1. A method for preparing a hydrolyzed fermentation product of tobacco straw, characterized in that, Includes the following steps: (1) Microwave-assisted hydrolysis of tobacco straw was performed to obtain crude extract; (2) The crude extract was fermented using Bacillus amyloliquefaciens Cas02 to obtain fermented crude extract; (3) Extract the crude fermentation extract to obtain a liquid phase and a solid phase. The solid phase is the tobacco straw hydrolysate fermentation product.

2. The preparation method according to claim 1, characterized in that, The microwave-assisted hydrolysis step in step (1) is as follows: after the tobacco stalks are crushed and sieved, they are mixed with the degradation reagent, microwaved, and centrifuged to separate the residual biomass.
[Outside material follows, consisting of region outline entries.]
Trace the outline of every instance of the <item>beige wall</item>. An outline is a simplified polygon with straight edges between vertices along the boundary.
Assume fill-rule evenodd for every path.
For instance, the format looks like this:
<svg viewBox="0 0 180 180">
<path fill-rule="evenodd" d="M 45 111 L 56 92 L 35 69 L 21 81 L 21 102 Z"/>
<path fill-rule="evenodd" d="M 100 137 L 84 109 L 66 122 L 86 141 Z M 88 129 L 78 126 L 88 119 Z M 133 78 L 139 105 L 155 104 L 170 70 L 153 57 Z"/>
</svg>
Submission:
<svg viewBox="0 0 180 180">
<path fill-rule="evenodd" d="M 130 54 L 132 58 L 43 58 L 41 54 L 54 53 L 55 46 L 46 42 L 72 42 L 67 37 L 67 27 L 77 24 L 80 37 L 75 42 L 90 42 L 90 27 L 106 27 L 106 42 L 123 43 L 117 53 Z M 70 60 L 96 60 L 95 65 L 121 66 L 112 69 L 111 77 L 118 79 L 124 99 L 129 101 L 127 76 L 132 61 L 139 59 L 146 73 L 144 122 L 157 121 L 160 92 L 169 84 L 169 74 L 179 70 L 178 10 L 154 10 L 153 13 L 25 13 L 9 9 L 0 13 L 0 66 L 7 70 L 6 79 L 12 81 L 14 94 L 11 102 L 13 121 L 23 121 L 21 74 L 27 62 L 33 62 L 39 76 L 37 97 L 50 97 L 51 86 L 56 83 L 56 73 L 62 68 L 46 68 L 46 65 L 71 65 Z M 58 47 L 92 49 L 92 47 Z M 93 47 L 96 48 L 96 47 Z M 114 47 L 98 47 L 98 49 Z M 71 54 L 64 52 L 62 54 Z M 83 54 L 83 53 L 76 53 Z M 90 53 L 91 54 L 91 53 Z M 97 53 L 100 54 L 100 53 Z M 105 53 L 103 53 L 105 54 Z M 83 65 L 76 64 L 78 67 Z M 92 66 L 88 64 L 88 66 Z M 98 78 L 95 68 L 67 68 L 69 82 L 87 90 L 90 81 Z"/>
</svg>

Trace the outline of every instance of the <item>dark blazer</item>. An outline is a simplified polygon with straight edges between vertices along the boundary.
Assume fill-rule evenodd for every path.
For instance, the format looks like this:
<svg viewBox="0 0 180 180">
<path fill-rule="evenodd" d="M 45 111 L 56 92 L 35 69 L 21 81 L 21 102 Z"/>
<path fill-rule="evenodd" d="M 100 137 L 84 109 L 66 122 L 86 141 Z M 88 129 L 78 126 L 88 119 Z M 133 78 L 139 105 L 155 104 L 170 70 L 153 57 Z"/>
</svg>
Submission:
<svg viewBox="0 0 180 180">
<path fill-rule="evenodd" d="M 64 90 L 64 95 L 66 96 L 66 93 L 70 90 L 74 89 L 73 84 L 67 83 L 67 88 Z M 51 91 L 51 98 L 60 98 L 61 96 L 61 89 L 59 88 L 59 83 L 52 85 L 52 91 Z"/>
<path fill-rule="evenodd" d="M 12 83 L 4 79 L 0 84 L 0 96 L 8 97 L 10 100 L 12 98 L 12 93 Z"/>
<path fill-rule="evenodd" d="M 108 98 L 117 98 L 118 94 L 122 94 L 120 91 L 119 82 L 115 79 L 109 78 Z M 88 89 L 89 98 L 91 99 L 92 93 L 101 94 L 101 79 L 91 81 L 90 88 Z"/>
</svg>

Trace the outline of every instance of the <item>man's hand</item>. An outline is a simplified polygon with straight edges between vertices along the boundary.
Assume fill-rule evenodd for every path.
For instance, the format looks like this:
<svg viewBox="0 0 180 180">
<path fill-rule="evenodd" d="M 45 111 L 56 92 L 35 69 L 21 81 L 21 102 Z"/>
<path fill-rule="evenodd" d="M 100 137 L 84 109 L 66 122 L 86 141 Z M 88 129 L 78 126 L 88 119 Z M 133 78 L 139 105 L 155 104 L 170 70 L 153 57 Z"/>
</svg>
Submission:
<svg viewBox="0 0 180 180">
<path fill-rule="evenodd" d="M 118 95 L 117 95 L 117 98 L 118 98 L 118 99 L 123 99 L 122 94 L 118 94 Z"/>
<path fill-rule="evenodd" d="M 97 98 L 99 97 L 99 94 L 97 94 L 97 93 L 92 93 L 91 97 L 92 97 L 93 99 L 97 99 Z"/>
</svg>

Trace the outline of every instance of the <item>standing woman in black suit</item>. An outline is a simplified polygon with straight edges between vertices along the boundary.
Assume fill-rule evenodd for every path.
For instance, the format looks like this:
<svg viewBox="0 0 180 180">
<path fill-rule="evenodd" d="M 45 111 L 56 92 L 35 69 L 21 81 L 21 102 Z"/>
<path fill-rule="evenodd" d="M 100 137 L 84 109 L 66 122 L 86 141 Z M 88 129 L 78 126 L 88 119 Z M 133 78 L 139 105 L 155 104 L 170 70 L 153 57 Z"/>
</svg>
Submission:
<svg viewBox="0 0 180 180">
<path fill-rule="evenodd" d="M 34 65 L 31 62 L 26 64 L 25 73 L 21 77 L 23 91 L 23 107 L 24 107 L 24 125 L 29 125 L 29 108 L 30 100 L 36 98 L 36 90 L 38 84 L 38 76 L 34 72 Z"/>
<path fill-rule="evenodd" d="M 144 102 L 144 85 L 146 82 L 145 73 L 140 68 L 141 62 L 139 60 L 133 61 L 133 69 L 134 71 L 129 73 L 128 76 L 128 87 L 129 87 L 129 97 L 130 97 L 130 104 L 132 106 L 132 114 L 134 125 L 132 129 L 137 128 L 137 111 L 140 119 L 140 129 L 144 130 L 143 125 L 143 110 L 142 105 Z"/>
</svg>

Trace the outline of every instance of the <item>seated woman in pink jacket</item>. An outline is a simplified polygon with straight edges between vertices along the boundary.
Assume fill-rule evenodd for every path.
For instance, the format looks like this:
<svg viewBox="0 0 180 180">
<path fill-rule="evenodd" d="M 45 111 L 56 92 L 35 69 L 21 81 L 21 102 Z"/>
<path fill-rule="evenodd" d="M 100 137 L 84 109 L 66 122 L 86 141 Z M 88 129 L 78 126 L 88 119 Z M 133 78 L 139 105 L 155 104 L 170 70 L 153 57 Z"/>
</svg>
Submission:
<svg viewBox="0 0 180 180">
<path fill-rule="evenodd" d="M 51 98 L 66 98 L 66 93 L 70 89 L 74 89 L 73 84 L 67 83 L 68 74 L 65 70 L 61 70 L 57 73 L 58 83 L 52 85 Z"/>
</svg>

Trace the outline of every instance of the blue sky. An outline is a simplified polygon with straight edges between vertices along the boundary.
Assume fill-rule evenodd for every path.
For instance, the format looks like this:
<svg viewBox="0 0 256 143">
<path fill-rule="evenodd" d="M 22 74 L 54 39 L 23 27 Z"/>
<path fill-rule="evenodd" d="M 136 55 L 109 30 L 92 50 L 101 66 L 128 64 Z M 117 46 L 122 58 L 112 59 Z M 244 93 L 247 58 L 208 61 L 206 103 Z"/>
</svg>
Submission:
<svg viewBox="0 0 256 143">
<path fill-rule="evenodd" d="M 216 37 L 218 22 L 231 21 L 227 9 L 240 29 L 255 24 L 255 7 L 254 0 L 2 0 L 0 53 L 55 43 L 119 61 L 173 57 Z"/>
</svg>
The residual biomass is washed and dried to obtain the crude extract.

3. The preparation method according to claim 2, characterized in that, The degradation reagent is water or dilute sulfuric acid, and the mass fraction of the dilute sulfuric acid is 0.2-0.3%; the mass-volume ratio of tobacco straw to degradation reagent is 1g:(15-20)mL.

4. The preparation method according to claim 3, characterized in that, The microwave processing conditions are: microwave power of 700-800W, temperature of 120-150℃, and time of 20-30min.
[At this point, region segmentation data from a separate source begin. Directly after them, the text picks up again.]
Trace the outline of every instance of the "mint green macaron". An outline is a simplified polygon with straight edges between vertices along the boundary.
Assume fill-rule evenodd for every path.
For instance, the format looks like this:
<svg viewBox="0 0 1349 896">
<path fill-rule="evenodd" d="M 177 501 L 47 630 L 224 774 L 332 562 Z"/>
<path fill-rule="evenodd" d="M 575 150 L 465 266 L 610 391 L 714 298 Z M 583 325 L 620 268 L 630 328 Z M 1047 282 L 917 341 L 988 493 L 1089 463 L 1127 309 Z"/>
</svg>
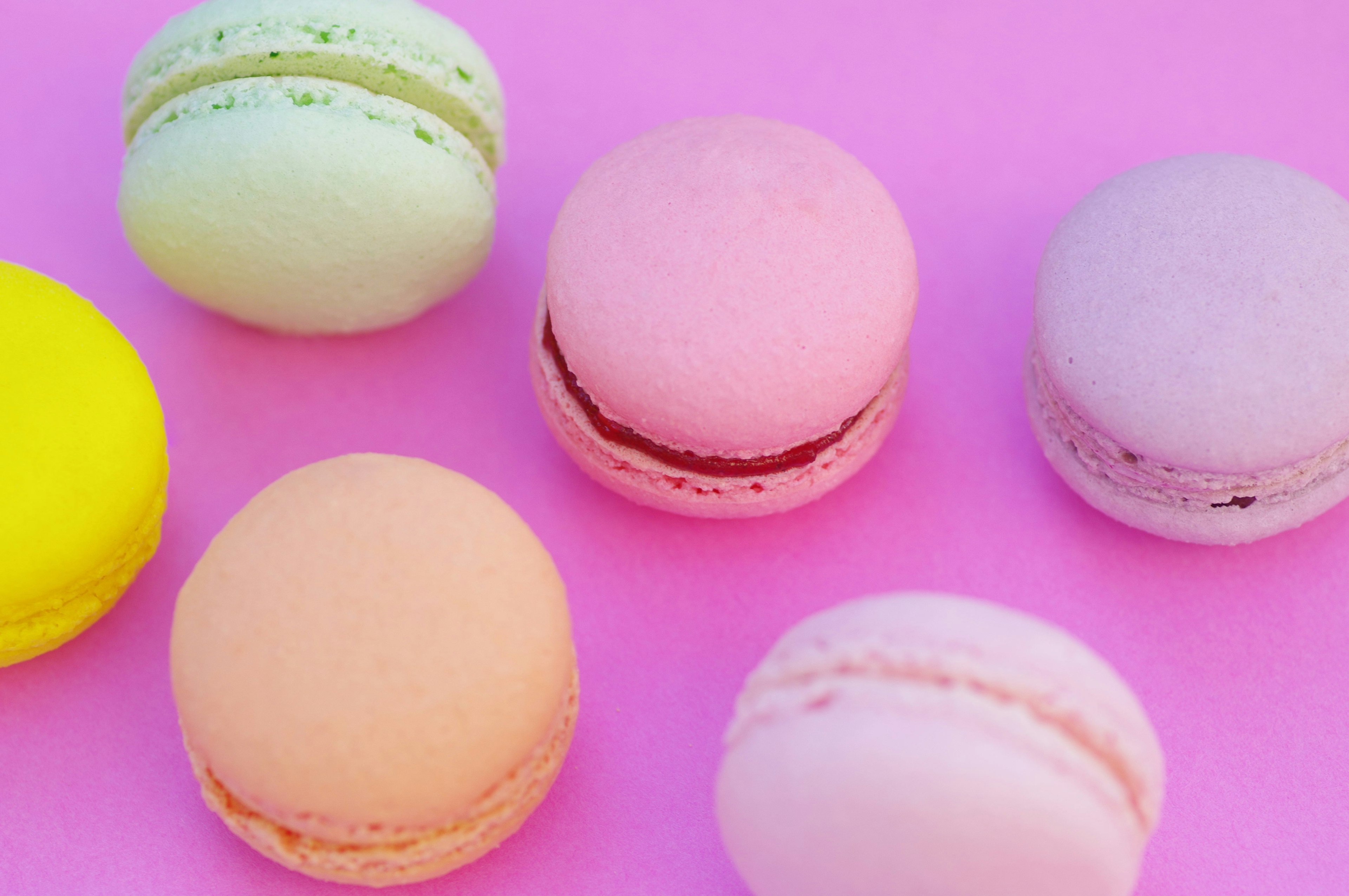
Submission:
<svg viewBox="0 0 1349 896">
<path fill-rule="evenodd" d="M 136 54 L 123 125 L 132 248 L 247 324 L 391 327 L 491 250 L 500 84 L 413 0 L 208 0 Z"/>
</svg>

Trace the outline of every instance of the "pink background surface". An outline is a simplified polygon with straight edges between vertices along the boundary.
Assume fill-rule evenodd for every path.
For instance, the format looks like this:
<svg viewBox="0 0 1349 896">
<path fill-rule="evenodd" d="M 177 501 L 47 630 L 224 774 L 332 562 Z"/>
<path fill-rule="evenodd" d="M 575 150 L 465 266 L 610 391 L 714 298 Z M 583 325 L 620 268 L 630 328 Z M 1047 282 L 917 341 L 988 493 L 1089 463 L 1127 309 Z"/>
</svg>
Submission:
<svg viewBox="0 0 1349 896">
<path fill-rule="evenodd" d="M 745 896 L 711 803 L 731 700 L 788 625 L 894 588 L 1044 615 L 1137 688 L 1170 762 L 1140 893 L 1345 892 L 1349 505 L 1236 549 L 1129 530 L 1050 471 L 1020 359 L 1039 254 L 1098 181 L 1226 150 L 1349 193 L 1349 8 L 432 5 L 506 85 L 492 259 L 410 325 L 295 340 L 177 298 L 119 229 L 121 77 L 183 0 L 5 0 L 0 258 L 69 282 L 136 344 L 173 479 L 163 547 L 121 605 L 0 669 L 0 892 L 340 889 L 256 856 L 201 803 L 167 636 L 179 584 L 231 514 L 351 451 L 428 457 L 514 505 L 568 582 L 580 652 L 581 719 L 553 793 L 500 850 L 409 893 Z M 880 455 L 819 503 L 745 522 L 592 484 L 544 429 L 526 371 L 544 244 L 584 167 L 661 121 L 723 112 L 813 128 L 869 165 L 923 279 L 909 398 Z"/>
</svg>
5. The preparation method according to claim 1, characterized in that, The fermentation process in step (2) includes: dispersing the crude extract in 180-200 times its weight of water to obtain a crude extract dispersion; inoculating the crude extract dispersion with Bacillus amyloliquefaciens Cas02 bacterial solution; culturing at 28-30℃ for 120h; measuring the OD600 value every 24h; centrifuging the suspension after the culture is completed; neutralizing the supernatant; and freeze-drying to obtain the fermented crude extract.

6. The preparation method according to claim 5, characterized in that, The preparation method of the Bacillus amyloliquefaciens Cas02 bacterial suspension is as follows: Bacillus amyloliquefaciens Cas02 is cultured in LB medium for 24 h, and then diluted with LB medium to an OD600 value of 0.3 to obtain the Bacillus amyloliquefaciens Cas02 bacterial suspension; The inoculum size of Bacillus amyloliquefaciens Cas02 is 0.1-0.15 (v / v)%.
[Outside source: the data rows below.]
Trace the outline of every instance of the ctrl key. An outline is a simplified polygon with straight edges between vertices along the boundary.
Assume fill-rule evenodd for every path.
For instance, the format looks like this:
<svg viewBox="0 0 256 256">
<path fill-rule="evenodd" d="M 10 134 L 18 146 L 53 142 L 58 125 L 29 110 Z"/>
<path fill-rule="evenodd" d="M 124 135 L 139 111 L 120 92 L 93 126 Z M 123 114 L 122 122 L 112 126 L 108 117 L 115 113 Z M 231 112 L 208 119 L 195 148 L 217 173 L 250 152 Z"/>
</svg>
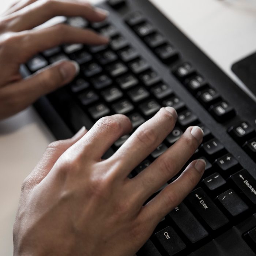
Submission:
<svg viewBox="0 0 256 256">
<path fill-rule="evenodd" d="M 186 248 L 184 242 L 170 226 L 157 233 L 155 238 L 170 256 Z"/>
</svg>

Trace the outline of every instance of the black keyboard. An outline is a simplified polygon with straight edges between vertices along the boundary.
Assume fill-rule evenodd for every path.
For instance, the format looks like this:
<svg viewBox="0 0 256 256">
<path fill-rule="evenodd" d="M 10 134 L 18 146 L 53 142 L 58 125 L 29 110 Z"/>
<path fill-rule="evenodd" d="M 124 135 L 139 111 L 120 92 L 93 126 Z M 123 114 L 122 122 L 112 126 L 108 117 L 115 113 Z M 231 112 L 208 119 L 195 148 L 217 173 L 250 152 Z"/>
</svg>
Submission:
<svg viewBox="0 0 256 256">
<path fill-rule="evenodd" d="M 205 159 L 206 170 L 138 255 L 255 255 L 255 103 L 147 0 L 109 0 L 99 6 L 110 12 L 103 22 L 90 24 L 80 17 L 66 22 L 108 36 L 109 45 L 62 45 L 22 67 L 28 75 L 61 60 L 80 65 L 70 84 L 35 107 L 58 139 L 115 113 L 127 115 L 135 130 L 161 107 L 174 108 L 176 127 L 130 177 L 194 125 L 204 135 L 191 159 Z M 117 140 L 105 157 L 129 136 Z"/>
</svg>

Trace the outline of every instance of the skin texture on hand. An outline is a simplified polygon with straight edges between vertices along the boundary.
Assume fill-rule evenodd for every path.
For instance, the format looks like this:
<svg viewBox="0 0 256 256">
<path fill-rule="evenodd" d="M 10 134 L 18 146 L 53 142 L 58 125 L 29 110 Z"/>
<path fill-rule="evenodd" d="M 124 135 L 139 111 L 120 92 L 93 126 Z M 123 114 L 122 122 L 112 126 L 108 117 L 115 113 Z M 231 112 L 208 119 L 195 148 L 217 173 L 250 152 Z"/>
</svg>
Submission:
<svg viewBox="0 0 256 256">
<path fill-rule="evenodd" d="M 71 82 L 78 71 L 78 64 L 65 61 L 23 79 L 21 64 L 39 52 L 64 44 L 108 42 L 108 38 L 92 30 L 64 24 L 33 29 L 59 15 L 79 16 L 94 22 L 104 20 L 107 13 L 82 0 L 23 0 L 0 17 L 0 120 Z"/>
<path fill-rule="evenodd" d="M 133 256 L 204 170 L 205 162 L 193 161 L 143 205 L 202 143 L 202 129 L 190 127 L 139 174 L 127 177 L 172 131 L 177 116 L 174 109 L 161 109 L 106 160 L 104 153 L 131 131 L 124 116 L 103 118 L 87 132 L 50 144 L 22 185 L 14 255 Z"/>
</svg>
7. The preparation method according to claim 1, characterized in that, In step (3), ethyl acetate is used as the extractant. The extraction process is as follows: the crude fermented extract is suspended in ethyl acetate, shaken and centrifuged, and the solid phase is taken as the tobacco straw hydrolysis fermentation product.

8. The preparation method according to claim 1, characterized in that, During the extraction process, the mass-to-volume ratio of the fermented crude extract to ethyl acetate was 1 g: (18-20) mL.

9. A hydrolyzed fermented product of tobacco straw, characterized in that, It is prepared by the preparation method according to any one of claims 1-8.

10. The application of the tobacco straw hydrolysate fermentation product according to claim 9 in crop salt tolerance.